🤖 AI Summary
While autonomous software agents have enhanced development efficiency, their errors and novel failure modes necessitate effective human oversight—an area lacking empirical investigation into how developers actually conduct such supervision. This study addresses this gap through semi-structured interviews with 17 experienced developers, integrating theories from human–AI collaboration and software engineering. It identifies four emergent forms of supervision: proactive control, collaborative planning, real-time monitoring, and post-hoc review—challenging the traditional view of supervision as merely reactive and revealing its inherently preventive nature. The work further distills practical heuristics, including verifying code correctness through test outcomes, offering crucial empirical insights and design implications for human-centered agent development and software engineering practice.
📝 Abstract
Autonomous software agents hold promise to increase developer productivity but make mistakes and exhibit novel failure modes, making human oversight central to successful human-agent collaboration.

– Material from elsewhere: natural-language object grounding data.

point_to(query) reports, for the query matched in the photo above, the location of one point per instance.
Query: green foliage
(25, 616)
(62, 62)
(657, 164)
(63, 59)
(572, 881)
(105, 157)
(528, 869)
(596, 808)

Existing research on agent oversight is largely conceptual; normative frameworks exist, but how users actually oversee agents is less known. In this paper, we bridge this gap by providing early empirical anchors for the theoretical discourse on agent oversight. Drawing on interviews with 17 experienced developers, we conduct an exploratory inquiry examining what forms of emergent oversight work developers perform, when, and how. We also document the oversight challenges developers face and the strategies they have started using to address them. We found at least four forms of emergent oversight work: a priori control, co-planning, real-time monitoring, and post hoc review. We show that oversight work is not only reactive and retrospective, as portrayed in existing research, but also preventative and proactive. We describe situated oversight challenges (e.g., difficulty reviewing agent-generated code) and outline heuristics developers adopt to address such challenges (e.g., using test results as guarantees for code correctness). We conclude with high-level takeaways, future research directions, implications for the human-centered design of software agents and for software engineering practice, and limitations of our research.